Former Dolton Mayor Tiffany Henyard Resurfaces in Georgia as Republican After Corruption Scandals
Tiffany Henyard, the former Democrat mayor of Dolton, Illinois, who left her small village buried in debt and scandal, has resurfaced in Georgia running as a Republican for Fulton County Board of Commissioners. The move raises serious questions about political opportunism and whether Georgia voters are being sold a repackaged version of one of Illinois’ most controversial local officials.
Henyard’s tenure as Dolton’s mayor became a case study in fiscal mismanagement and alleged corruption. Under her leadership, the village racked up multimillion-dollar deficits while she allegedly spent taxpayer money on luxury travel, including first-class flights to Las Vegas. Local media outlets dubbed her one of the worst mayors in America. The FBI launched investigations into her administration’s finances, and legal battles erupted over efforts to restrict her access to village funds.
Wasn't Tiffany Henyard mayor of Dolton, Illinois?
WATCH:
She used to be the Democrat Mayor of Dolton, Illinois, but now she's running for Georgia's Fulton County Board of Commissioners as a Republican – she says her former party will "do anything to win their seats." pic.twitter.com/WicLovWdo3— Katie Pavlich Tonight (@KatiePavlichNN) April 14, 2026
Voters eventually showed her the door. But instead of fading from public life, Henyard packed up and headed to Georgia, where she’s now seeking elected office under a Republican banner.
In a recent interview, she was confronted directly about her record. The interviewer laid out the accusations: corruption allegations, millions in deficit spending, taxpayer-funded first-class tickets, and the distinction of being labeled the worst mayor in America.
Henyard’s response focused not on defending her mayoral record but on attacking her former party. She claimed her values no longer align with Democrats and accused them of doing anything to win elections. She specifically cited what she described as a stolen election in an Illinois caucus in 2024, calling Democrats dictators.
She positioned herself as a champion of faith, family, and economic growth, claiming Republicans better represent her values. She criticized Democrats for gridlocking the government and suggested stopping pay for elected officials during shutdowns.
But her sudden conversion raises obvious red flags. After years of presiding over financial ruin in Dolton as a Democrat, Henyard now claims to embrace Republican principles of fiscal responsibility and clean government. The timing is convenient. The geography is convenient. The party switch, coming after she was voted out and investigated, looks less like a genuine ideological awakening and more like a calculated rebranding.
Georgia conservatives have fought hard to win local offices in Fulton County, a Democratic stronghold that includes Atlanta. They’ve campaigned on transparency, fiscal discipline, and ending the kind of corrupt machine politics that has plagued the area.
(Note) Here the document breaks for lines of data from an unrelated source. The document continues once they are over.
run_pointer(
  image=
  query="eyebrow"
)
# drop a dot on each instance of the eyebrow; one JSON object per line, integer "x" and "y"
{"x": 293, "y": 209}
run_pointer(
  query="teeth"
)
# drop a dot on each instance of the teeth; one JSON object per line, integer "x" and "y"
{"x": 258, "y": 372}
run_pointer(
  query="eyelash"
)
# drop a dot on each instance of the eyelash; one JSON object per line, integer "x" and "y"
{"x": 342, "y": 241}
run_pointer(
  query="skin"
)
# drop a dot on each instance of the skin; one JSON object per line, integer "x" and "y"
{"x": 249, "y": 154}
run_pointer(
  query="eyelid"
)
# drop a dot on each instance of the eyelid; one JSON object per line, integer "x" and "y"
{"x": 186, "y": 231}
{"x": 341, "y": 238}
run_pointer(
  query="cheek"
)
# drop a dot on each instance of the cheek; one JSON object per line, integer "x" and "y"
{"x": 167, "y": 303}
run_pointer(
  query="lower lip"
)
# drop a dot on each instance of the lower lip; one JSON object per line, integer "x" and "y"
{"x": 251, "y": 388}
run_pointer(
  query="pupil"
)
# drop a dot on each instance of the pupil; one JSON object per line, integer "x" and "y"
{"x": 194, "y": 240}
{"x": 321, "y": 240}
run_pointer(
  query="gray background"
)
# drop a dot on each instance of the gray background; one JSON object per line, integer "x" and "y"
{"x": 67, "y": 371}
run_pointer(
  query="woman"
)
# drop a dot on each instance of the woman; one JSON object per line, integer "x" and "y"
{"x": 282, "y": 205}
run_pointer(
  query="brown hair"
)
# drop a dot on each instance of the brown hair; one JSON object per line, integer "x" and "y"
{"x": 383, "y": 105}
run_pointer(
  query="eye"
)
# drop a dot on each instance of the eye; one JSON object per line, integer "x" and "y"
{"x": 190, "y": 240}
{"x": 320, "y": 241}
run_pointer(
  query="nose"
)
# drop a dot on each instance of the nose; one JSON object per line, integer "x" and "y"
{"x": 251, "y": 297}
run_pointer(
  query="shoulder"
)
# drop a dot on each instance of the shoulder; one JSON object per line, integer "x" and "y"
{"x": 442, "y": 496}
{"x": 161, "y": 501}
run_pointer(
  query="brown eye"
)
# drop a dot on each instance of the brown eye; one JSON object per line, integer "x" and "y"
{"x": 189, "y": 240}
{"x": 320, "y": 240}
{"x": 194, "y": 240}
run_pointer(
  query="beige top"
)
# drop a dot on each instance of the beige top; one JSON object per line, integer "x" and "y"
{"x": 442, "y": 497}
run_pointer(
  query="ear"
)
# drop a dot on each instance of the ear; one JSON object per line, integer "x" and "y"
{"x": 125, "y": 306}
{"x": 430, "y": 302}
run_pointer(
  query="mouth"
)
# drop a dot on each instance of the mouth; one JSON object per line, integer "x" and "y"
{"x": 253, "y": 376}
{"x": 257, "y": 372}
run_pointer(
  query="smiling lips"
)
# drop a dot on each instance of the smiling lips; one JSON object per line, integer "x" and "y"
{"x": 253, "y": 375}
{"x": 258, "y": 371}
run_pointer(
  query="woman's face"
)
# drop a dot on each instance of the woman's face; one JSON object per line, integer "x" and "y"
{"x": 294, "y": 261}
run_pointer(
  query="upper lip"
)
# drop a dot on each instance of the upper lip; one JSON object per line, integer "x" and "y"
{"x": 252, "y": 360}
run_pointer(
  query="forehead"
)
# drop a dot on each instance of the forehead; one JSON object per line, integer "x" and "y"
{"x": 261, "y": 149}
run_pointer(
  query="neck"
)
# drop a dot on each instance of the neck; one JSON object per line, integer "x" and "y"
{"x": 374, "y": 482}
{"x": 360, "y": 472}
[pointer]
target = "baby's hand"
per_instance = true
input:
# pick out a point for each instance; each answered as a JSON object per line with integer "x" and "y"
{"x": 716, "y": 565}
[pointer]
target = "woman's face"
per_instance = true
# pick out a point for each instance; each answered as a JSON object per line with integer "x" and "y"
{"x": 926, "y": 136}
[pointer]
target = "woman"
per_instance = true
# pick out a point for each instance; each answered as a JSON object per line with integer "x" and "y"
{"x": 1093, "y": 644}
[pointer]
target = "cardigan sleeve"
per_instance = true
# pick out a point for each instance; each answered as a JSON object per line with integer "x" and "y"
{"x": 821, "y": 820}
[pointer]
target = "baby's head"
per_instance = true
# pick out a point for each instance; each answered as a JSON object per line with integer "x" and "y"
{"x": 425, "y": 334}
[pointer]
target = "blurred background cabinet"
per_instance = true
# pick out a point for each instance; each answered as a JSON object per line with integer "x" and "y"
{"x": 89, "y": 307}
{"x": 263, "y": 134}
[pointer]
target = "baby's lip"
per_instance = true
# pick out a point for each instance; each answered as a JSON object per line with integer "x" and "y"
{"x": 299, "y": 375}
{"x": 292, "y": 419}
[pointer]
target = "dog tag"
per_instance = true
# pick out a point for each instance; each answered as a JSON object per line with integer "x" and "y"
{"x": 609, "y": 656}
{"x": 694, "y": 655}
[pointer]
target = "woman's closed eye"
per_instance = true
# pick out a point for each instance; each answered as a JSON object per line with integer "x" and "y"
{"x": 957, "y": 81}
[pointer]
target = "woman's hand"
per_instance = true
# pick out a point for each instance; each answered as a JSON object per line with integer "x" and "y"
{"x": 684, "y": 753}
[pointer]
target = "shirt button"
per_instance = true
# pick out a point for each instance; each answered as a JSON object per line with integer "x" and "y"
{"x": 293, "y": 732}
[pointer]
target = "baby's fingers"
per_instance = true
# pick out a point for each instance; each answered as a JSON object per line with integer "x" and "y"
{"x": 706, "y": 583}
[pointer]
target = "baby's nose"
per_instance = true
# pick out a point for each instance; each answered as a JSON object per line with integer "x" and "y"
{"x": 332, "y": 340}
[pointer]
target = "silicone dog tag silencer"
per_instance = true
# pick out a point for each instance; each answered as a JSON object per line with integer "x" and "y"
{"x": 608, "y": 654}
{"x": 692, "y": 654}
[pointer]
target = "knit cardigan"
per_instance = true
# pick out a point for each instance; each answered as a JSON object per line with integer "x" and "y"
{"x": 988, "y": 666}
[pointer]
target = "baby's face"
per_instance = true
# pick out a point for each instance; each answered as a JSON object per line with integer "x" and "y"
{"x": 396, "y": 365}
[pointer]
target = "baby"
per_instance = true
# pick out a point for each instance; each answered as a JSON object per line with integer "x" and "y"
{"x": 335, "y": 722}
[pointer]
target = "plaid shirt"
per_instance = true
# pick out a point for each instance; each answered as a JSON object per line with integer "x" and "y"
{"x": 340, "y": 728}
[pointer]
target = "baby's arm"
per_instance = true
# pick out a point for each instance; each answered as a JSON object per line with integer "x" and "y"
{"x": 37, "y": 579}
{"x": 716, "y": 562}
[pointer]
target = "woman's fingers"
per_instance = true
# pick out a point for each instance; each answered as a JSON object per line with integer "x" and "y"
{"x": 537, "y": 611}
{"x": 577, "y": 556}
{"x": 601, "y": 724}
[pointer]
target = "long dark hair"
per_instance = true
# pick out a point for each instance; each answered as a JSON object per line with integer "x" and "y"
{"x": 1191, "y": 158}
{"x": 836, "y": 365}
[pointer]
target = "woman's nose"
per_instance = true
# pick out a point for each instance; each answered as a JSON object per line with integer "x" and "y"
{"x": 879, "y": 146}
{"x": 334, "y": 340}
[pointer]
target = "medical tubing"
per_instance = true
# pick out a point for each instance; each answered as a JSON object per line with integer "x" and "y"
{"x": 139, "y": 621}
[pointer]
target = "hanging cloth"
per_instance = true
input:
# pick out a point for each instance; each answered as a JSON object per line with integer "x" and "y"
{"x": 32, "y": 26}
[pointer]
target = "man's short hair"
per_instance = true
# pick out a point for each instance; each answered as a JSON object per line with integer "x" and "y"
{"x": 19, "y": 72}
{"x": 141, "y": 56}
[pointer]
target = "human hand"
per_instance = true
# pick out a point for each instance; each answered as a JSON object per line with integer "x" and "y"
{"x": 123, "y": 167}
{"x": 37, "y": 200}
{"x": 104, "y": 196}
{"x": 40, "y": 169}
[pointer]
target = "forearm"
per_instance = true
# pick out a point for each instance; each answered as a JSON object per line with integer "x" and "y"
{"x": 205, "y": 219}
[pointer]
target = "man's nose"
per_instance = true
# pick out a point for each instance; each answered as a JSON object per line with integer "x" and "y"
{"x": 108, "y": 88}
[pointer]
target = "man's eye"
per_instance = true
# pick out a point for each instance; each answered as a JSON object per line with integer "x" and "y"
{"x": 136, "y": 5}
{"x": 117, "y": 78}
Henyard’s candidacy tests whether Republican voters will accept a candidate with serious baggage simply because she now claims to share their values.
She talks about faith and putting people first. But Dolton residents might have a different story. They lived through the deficits, the scandals, the FBI investigations, and the leadership that prioritized luxury over fiscal sanity. Those aren’t abstract policy disagreements. They’re concrete failures that hurt real people.
Henyard says change is difficult but needed. She’s right about that. The question is whether she’s changed, or whether she’s just changed locations and party labels while planning to operate the same way.
Georgia voters face a choice. They can take her at her word that she’s had a genuine conversion and learned from her mistakes. Or they can see this for what it looks like: a disgraced official fleeing accountability in one state and trying to start fresh in another by slapping on a Republican label.
The Republican Party has surged under President Trump’s leadership precisely because it promises to drain swamps, not import them from Illinois. Henyard’s campaign will test whether Georgia conservatives are desperate enough for wins in Fulton County to overlook a track record that would normally disqualify any candidate.
Her words about Democrats doing anything to win are ironic. Because running for office in a new state under a new party label after leaving your old town in financial ruin looks a lot like doing anything to win.
Fulton County deserves better than recycled scandal.